Le personnel réel d’une ambulance, d’une ASSU ou d’un VSL, doit respecter certaines formalités d’aptitude et d’éligibilité professionnelle.

Nombres obligatoires

Du fait de leur mode de transport, l’ambulance et l’ASSU doivent avoir 2 employés, qui travaillent à temps plein. Tandis que le VSL, ne nécessite qu’un seul employé.

Aptitude et grade

Les personnels de ces deux types de moyens de transport sanitaires sont distingués, à partir de leur compétence particulière.

Ambulance et USSA

ambulancierLe personnel de l’ambulance doit respectivement :

Etre titulaire d’un DEA (Diplôme d’Etat d’Ambulancier) ou un CCA (Certificat de Capacité d’Ambulancier), pour le brancardier.

Présenter un certificat d’aide ambulancier ou chauffeur d’ambulance pour le conducteur.

VSL

L’équipage de celui-ci doit posséder les qualifications et aptitudes suivantes :

  • DEA ou CCA

  • Diplôme national de secourisme

  • Un certificat de premier secours une attestation de formation aux premiers secours (AFPS-AFGSU)

  • Laisser passer d’aide sanitaire

  • Certificat de formation d’aide ambulancier

  • Faire partie d’un métier médical ou d’aide médical, aide-soignant ou aide de puériculture.

Caractéristiques communes

Le permis de conduire doit être âgé de plus de 3 ans ou 2 ans pour ceux qui ont eu une formation anticipé de la conduite.
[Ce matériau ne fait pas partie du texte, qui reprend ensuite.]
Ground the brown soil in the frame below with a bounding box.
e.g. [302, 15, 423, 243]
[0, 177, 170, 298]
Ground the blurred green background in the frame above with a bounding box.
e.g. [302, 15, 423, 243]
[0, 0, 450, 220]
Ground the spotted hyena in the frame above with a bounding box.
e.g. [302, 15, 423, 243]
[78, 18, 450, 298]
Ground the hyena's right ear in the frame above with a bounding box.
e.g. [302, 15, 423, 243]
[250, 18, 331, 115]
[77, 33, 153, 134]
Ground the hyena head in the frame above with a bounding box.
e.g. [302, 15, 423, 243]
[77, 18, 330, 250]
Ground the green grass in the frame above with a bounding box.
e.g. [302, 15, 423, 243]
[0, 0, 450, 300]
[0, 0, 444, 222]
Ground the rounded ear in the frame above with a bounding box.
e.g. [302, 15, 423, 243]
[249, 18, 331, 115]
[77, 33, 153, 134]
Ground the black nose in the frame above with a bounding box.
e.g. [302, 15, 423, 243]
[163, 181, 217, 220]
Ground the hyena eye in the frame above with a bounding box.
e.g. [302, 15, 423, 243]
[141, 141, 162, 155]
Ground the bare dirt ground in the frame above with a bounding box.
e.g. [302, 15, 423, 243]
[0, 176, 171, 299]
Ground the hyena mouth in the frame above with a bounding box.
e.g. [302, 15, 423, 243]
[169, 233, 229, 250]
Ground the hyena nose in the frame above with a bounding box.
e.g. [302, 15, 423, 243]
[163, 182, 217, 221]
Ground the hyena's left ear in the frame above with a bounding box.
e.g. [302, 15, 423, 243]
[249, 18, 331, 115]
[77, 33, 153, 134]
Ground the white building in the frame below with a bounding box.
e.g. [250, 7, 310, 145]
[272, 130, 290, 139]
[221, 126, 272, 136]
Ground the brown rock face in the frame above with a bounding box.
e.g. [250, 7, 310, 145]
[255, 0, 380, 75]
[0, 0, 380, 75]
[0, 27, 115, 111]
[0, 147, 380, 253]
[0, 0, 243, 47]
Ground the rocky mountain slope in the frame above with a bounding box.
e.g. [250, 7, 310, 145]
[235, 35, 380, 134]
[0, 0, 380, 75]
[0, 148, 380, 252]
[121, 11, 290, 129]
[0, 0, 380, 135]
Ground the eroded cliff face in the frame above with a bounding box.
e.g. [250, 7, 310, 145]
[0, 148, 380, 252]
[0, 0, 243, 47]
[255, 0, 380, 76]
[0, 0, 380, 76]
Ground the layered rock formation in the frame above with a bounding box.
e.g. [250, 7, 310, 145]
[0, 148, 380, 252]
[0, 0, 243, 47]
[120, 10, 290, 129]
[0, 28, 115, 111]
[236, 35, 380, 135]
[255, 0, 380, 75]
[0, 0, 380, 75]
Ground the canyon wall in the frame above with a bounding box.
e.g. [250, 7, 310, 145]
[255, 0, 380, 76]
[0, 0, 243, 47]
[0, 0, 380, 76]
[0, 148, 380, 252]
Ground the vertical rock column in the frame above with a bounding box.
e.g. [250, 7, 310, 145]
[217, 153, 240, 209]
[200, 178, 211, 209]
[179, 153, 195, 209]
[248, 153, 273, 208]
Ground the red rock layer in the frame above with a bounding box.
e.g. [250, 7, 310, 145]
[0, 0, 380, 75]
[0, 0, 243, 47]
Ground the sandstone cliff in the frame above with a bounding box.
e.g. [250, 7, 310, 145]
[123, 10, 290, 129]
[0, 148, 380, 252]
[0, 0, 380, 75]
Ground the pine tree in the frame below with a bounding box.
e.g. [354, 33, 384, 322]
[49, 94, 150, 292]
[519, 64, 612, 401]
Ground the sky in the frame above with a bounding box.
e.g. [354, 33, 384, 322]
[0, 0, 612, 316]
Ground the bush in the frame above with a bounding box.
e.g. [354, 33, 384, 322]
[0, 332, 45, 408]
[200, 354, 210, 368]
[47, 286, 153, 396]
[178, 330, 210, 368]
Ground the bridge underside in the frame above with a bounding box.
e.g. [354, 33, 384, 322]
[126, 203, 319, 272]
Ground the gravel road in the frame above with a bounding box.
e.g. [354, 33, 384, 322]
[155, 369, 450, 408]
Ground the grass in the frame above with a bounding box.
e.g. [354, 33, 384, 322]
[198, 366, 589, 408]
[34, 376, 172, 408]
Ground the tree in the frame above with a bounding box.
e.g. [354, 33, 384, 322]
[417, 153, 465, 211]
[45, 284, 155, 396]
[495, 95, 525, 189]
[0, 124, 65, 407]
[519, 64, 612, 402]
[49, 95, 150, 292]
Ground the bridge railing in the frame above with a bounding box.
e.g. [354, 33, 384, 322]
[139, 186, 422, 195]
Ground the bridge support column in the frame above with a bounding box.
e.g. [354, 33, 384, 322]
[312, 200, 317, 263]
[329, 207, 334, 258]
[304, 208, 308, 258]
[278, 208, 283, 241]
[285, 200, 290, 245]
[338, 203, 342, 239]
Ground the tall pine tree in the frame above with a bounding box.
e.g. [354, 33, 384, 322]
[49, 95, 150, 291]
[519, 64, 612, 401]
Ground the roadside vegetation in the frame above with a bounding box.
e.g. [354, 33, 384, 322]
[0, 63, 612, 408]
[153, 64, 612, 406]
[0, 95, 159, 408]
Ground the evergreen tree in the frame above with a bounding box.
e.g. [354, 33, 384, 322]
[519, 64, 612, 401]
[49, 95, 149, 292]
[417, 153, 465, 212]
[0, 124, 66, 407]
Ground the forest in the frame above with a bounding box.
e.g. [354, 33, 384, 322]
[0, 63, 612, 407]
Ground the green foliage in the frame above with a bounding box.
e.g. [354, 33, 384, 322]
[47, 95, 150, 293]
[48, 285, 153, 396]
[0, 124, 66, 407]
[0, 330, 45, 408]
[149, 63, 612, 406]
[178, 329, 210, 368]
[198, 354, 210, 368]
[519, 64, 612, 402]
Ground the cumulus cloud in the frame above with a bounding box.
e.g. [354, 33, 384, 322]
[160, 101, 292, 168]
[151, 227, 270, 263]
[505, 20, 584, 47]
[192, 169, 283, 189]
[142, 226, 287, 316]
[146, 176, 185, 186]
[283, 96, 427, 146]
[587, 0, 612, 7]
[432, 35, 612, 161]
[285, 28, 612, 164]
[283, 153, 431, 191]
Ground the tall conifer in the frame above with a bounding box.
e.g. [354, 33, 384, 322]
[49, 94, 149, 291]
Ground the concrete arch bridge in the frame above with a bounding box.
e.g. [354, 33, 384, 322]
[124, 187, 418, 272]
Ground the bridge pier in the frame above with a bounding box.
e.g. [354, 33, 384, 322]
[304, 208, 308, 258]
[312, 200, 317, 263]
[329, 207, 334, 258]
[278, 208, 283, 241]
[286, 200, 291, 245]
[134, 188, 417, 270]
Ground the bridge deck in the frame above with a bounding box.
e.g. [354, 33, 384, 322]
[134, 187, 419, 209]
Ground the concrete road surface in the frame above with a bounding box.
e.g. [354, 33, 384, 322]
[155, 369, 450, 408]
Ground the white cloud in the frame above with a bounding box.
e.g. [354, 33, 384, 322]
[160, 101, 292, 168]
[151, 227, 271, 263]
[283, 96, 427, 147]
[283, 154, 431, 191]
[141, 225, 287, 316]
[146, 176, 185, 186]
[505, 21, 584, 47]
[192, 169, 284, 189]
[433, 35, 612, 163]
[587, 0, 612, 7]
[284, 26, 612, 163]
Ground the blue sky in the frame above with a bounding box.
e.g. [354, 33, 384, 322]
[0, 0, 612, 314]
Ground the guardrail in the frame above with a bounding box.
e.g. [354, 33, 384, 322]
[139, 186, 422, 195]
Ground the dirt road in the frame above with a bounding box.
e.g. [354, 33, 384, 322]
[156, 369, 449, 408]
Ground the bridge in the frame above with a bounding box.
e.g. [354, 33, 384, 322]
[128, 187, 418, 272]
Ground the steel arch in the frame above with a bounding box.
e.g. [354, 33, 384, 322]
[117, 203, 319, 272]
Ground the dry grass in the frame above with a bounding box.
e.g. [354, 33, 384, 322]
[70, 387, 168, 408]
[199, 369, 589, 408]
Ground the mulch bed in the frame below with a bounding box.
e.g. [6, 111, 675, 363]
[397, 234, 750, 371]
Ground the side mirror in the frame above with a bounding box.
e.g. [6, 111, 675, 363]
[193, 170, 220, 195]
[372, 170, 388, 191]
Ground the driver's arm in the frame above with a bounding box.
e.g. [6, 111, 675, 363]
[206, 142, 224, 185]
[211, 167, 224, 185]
L’ensemble des personnels de ces transports de patients doit avoir effectué les vaccins suivants : hépatite B, diphtérie, tétanos, poliomyélite. Les tenues et blouses de couleurs blanches ou bleues, sont spécifiques à l’activité et ne peuvent être portées en dehors.

Bon à savoir

Un chauffeur d’ambulance doit conduire uniquement une ambulance et pas d’autre moyen de transport sanitaire.

L’équipage doit suivre des directives de sécurité concernant :

Les aisances de passage : employer les alarmes spécifiques (feux et sirène) uniquement dans les situations d’urgence ;

La préséance : alarmes à utiliser au moment opportun ;

Le nombre de personnes à bord : celui-ci est limité au nombre de places effectives du véhicule de travail ;

Le brancard : au minimum 2 attaches de retenue à ouverture rapide et admettant les soins.

Tout recrutement d’un employé par une entreprise de transport sanitaire (ETS), doit formellement être affirmé à l’Agence régionale de santé (ARS).